SECRET SERVER FEATURE: Service account governance
Automatically Change Passwords on a Schedule
Overview of Service Account Governance:
Service accounts are used to run various services (Windows Services, tasks, app pools and more) on the network. Managing service account credentials according to PAM best practices is challenging for many organizations. Typically, no one knows where all service accounts are being used. Often, one account is used in multiple places, and admins often create new service accounts whenever needed.
Secret Server can help you get a handle on your service accounts and automatically change service account passwords on a regular schedule.
For a deeper understanding of service accounts, and why they are so critical to control, read our blog series Back to the Basics: Service Account Management 101 and Service Account 201: Service Accounts in the Cloud.
Service account Discovery
Discovery reduces manual errors in managing service accounts, sets up an audit trail, and simplifies the management process.
With Discovery you can:
- Find all the service accounts on your network
- Determine where each service account is being used (including new usages since last scan)
- Import all service accounts into the Secret Server repository for management and auditing
Use Secret Server’s Discovery to identify your service accounts, and implement continuous discovery to curb service account sprawl. This helps ensure full, on-going visibility of your service account landscape crucial to combating cyber security threats.

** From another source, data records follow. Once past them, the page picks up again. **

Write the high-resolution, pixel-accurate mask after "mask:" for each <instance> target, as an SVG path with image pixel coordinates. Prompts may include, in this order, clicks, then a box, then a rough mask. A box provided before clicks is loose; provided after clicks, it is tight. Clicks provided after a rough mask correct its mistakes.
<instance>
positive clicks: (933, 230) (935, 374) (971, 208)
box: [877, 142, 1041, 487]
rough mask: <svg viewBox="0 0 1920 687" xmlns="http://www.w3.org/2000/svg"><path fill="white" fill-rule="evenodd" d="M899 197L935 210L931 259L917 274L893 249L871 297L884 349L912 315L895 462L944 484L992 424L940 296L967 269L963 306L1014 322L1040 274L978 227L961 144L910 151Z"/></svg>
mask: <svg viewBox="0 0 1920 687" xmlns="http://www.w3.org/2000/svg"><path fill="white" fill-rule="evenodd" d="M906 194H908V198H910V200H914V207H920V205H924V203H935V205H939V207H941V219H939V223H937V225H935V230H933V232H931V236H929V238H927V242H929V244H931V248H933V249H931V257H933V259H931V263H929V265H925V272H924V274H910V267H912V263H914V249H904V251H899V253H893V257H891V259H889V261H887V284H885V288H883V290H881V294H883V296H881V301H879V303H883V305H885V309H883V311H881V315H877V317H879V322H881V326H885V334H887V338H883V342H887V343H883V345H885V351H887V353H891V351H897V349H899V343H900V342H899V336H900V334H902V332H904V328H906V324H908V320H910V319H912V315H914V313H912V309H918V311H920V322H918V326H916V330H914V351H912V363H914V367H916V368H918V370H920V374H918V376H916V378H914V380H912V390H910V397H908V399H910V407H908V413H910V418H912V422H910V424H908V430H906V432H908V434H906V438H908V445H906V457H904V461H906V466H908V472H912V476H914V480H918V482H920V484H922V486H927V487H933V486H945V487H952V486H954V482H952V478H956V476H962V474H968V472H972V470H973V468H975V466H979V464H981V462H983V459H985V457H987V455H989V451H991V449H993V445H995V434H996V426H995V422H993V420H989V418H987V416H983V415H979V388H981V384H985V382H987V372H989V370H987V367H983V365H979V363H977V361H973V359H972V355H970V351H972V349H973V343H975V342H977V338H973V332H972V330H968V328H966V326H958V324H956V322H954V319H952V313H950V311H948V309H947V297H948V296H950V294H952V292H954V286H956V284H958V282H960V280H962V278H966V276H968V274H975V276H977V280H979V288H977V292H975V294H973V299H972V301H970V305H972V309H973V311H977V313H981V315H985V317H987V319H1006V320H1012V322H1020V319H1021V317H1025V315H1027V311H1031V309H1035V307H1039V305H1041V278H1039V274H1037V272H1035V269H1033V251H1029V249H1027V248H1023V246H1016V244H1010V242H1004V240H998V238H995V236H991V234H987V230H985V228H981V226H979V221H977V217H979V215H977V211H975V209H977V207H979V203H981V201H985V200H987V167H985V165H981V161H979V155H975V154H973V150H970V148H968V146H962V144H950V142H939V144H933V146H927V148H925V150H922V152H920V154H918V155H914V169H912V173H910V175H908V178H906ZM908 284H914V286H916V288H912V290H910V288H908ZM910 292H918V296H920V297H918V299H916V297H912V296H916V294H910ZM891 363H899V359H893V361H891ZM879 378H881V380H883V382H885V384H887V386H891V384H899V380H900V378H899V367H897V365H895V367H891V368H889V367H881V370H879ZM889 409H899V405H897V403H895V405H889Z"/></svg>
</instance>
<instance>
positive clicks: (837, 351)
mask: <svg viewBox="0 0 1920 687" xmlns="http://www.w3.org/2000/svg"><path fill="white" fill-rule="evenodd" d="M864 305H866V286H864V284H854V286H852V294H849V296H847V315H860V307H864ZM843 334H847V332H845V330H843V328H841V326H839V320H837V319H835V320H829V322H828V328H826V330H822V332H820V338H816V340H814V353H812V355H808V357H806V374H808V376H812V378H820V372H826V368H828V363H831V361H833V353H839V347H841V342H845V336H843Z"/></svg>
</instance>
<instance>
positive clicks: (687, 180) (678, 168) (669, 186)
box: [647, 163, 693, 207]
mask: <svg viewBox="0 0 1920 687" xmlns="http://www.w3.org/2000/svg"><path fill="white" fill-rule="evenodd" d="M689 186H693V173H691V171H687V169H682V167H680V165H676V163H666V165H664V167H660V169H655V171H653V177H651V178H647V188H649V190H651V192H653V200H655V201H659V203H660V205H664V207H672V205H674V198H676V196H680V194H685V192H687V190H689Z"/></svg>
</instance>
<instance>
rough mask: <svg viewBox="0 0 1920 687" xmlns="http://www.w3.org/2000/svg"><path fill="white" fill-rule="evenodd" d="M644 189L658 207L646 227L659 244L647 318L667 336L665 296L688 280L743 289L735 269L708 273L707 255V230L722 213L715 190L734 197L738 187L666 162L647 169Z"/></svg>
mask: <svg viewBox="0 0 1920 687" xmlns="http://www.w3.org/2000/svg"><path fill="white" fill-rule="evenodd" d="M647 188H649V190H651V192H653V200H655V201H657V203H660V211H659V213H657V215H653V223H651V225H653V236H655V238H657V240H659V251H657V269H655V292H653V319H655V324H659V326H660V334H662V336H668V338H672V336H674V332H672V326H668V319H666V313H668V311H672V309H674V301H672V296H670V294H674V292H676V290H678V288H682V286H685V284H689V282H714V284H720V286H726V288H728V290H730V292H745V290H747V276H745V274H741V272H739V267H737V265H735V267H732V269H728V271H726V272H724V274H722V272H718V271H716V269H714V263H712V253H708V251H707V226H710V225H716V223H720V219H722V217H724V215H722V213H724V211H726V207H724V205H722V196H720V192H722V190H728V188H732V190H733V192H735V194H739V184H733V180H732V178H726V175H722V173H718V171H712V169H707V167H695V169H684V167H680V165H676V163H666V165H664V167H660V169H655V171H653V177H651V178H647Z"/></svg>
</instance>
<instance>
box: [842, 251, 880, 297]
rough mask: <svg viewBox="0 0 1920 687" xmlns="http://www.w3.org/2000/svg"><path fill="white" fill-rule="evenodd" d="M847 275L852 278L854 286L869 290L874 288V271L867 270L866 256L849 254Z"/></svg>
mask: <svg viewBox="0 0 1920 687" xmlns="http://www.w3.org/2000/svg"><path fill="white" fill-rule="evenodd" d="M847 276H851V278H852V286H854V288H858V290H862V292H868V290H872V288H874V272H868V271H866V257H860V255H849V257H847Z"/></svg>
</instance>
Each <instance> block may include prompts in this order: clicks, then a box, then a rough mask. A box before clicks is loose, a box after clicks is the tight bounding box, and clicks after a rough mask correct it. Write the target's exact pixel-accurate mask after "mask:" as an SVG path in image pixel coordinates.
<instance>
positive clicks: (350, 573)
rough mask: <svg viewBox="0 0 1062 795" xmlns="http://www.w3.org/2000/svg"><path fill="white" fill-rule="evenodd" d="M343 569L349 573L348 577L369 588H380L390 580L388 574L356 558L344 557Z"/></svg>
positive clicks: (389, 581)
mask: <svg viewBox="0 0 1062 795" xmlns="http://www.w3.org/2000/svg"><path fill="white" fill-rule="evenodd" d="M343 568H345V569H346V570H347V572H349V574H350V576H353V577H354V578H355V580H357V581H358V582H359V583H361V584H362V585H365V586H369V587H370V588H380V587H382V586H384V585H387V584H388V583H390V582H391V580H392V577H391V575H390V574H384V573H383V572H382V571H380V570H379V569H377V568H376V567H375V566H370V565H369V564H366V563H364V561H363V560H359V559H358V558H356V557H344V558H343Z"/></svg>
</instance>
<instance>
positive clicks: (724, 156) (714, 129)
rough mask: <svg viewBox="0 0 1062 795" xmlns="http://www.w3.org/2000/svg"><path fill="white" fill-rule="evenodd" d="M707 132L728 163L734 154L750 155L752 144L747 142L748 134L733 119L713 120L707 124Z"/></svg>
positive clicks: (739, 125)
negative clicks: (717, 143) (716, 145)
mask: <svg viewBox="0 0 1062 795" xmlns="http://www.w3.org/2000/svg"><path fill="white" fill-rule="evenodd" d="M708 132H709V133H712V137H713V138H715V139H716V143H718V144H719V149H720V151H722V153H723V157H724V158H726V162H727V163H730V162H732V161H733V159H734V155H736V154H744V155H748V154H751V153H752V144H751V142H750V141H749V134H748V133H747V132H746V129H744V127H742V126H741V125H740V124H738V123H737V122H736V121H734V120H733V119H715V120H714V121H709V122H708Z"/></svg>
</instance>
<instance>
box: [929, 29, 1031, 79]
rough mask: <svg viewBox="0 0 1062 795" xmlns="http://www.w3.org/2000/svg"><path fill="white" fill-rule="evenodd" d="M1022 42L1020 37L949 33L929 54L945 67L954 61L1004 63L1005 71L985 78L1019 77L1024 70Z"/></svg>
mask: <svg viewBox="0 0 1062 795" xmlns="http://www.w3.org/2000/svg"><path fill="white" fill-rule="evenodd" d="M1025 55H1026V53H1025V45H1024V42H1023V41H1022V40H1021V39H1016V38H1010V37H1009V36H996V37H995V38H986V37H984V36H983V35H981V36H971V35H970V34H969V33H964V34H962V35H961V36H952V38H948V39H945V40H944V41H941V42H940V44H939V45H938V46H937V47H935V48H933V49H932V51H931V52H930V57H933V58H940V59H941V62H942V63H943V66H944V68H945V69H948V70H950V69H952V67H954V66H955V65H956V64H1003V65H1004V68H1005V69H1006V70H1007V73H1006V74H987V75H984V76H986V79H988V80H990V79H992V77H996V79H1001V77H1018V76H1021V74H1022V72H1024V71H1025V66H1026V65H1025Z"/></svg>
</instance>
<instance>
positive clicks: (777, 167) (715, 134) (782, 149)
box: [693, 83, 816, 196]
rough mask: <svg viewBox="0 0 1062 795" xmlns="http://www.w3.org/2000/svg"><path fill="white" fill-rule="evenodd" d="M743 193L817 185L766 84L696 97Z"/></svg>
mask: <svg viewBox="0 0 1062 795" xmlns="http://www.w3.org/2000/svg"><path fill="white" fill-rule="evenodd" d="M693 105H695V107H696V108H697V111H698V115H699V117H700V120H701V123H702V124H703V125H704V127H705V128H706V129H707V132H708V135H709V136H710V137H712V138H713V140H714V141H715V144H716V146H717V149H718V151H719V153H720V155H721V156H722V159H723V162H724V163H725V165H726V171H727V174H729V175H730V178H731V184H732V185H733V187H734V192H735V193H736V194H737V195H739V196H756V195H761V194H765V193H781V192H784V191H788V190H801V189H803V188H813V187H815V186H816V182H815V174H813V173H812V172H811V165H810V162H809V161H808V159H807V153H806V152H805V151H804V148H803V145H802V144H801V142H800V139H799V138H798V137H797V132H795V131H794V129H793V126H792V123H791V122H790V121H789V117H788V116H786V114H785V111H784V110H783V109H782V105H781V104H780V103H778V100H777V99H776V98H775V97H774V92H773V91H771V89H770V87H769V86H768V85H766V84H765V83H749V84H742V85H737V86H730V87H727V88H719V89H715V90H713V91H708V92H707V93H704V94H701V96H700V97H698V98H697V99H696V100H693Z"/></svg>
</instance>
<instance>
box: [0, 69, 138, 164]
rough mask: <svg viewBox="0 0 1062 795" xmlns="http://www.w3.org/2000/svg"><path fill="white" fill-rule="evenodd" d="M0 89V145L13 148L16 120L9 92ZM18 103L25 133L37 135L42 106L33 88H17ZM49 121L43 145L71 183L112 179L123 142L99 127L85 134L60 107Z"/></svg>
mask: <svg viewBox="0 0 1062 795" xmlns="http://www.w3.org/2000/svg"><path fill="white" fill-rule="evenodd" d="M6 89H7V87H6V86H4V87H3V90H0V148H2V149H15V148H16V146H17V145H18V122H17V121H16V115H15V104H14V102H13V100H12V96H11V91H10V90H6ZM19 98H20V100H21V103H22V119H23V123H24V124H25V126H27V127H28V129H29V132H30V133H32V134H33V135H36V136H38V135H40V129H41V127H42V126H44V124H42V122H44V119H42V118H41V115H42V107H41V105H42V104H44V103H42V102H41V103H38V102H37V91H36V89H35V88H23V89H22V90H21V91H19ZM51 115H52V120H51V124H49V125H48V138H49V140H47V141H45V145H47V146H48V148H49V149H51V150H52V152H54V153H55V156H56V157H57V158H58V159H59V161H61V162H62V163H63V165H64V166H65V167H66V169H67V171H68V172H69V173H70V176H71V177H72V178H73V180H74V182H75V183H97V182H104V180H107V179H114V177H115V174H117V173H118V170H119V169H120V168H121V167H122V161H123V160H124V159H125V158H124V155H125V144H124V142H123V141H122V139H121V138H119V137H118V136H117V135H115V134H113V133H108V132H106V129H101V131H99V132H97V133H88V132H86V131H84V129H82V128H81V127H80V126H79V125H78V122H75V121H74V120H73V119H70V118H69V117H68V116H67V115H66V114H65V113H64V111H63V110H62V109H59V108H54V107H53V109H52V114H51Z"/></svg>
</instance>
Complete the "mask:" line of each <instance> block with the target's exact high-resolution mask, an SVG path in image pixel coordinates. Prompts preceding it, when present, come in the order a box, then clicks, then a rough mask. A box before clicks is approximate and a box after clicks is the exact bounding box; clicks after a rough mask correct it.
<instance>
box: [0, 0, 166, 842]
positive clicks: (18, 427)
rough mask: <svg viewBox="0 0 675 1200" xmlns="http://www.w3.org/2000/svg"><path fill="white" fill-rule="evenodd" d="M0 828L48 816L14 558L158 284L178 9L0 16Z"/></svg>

Many services are dependent on or related to other applications. It is critical to map those dependencies because making changes to one service account can impact another. Proper management of service accounts is often a neglected activity since updating or changing credentials is risky. Changes can affect running services within a chain of dependencies causing unforeseen disruptions. It’s difficult, if not impossible for many, to map and keep track of business services that rely on these accounts, causing potential outages.
As part of Secret Server’s Discovery and service account management capabilities, you’ll be able to see which services, tasks, and app pools are tied to service accounts. That way, you won’t inadvertently break any critical connections or business processes when you rotate service account passwords.
Account Lifecycle Manager for automated end-to-end service account governance
Account Lifecycle Manager is available to add on to Secret Server and empowers you to automate the management of service accounts with workflows, automated provisioning, governance, compliance, and decommissioning capabilities. Account requests follow approval workflows tailored to your organization. IT and security teams can control service accounts and mitigate the risk of breaches, service interruptions, and human error.